Neil's News

CS Larva

1 July 2012

Blockly has been very well-received in the educational community over the past month. This is great, since Blockly is a great way to separate syntax from logic and allow novice programmers to fight one battle at a time. Once the basics of 'if' and 'while' loops is learned, Blockly's exportable code makes it easy to migrate to a text-based language.

Unfortunately, the teachers most interested in Blockly are high school CS teachers. This makes me cringe. Learning your first computer language is much like learning a foreign language; it's almost trivial at an elementary school grade, yet it is terribly difficult if one waits to high school. To check my assumptions, I took a survey of my engineering coworkers.

The first question was, By what grade could you have implemented a program that printed "Hello" forever?
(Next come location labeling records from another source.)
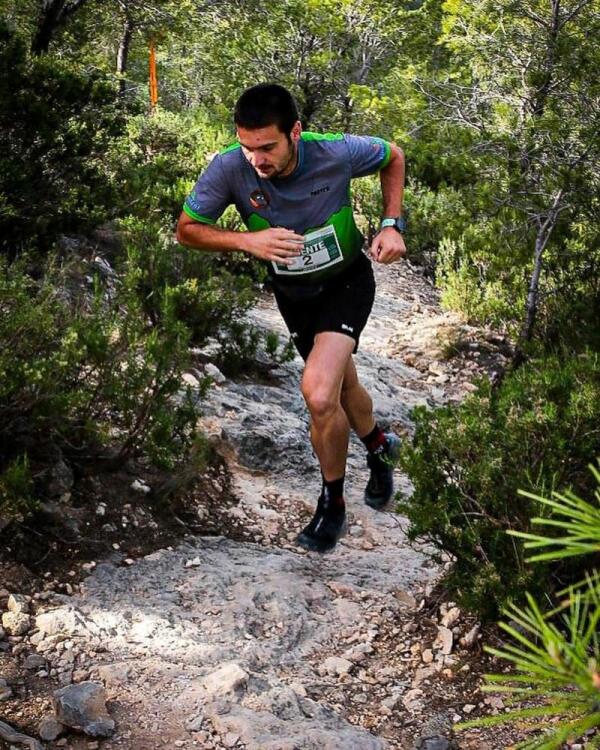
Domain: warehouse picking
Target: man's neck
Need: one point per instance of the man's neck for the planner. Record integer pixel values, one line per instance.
(292, 163)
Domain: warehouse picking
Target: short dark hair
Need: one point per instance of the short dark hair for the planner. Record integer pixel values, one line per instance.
(266, 104)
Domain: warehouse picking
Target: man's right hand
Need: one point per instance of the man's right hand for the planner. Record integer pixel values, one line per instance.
(274, 244)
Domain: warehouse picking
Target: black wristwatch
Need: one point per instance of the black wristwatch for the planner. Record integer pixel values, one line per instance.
(398, 222)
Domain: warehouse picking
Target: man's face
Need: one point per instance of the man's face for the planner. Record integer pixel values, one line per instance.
(269, 150)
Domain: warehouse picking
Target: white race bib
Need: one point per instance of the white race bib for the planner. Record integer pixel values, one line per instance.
(321, 249)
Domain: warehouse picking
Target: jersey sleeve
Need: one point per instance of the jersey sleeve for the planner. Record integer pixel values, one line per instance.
(368, 154)
(210, 195)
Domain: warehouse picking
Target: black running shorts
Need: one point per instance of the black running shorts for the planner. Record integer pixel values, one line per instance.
(342, 304)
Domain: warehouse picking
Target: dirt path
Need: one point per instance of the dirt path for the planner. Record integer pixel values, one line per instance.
(255, 643)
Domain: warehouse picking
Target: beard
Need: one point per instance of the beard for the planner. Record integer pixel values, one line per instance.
(277, 171)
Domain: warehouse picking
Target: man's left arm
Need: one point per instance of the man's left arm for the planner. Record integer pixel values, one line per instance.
(388, 244)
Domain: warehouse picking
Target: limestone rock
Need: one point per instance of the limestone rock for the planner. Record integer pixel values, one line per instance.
(337, 666)
(61, 622)
(213, 372)
(444, 641)
(469, 640)
(5, 690)
(83, 707)
(18, 603)
(226, 679)
(451, 617)
(16, 623)
(34, 661)
(49, 728)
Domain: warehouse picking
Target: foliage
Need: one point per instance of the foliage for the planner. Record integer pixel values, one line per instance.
(196, 289)
(555, 656)
(466, 463)
(55, 124)
(84, 373)
(156, 161)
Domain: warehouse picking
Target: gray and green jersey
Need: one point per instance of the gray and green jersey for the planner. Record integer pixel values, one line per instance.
(314, 200)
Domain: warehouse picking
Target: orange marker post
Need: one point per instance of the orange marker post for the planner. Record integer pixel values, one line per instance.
(153, 79)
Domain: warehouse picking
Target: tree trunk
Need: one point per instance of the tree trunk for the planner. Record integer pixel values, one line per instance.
(531, 307)
(52, 16)
(123, 53)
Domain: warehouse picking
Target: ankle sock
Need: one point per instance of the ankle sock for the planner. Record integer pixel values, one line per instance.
(375, 441)
(334, 490)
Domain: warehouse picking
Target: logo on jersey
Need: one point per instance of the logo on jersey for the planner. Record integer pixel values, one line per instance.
(259, 199)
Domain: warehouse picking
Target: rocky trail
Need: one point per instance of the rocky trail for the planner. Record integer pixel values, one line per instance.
(250, 642)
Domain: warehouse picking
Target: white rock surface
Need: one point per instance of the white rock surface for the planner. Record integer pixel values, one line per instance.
(228, 637)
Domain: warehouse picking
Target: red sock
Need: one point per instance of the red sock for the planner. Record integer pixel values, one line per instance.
(375, 440)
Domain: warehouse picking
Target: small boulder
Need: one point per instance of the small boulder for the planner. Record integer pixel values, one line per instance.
(444, 641)
(5, 690)
(226, 679)
(49, 729)
(83, 707)
(337, 666)
(34, 661)
(18, 603)
(16, 623)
E.g. 10 PRINT "Hello": GOTO 10

[Graph of grade level for first program.]

The result was pretty clear, most of my coworkers started at grade 4. Although the survey was anonymous there were hints that those who started in later grades belonged to an older generation (FORTRAN was more likely to be reported as their first language). In a nutshell, if you haven't started programming before high school, you probably won't be a good software engineer. This is problematic given that most of the current generation of students in the US don't encounter their first programming class until high school.

The second question was, By the time you graduated High School, what ratio of your programming knowledge was school-taught vs learned in other ways (self, family, friends)?

[Graph of source of programming knowledge.]

The result was downright disturbing. We spend years teaching programming in school, but the majority of those who actually go on to become programmers don't learn anything from these classes. Again, there were hints that those few who did learn something from school were part of an older generation who did not have access to computers outside of school.

It would be interesting to do a larger survey, broken down by age, nationality, and gender. But it's pretty clear that waiting till after puberty is not a winning strategy. The solution to CS education is not to use Blockly in high school. The solution is to introduce students to programming in grade 4 and encourage them to explore.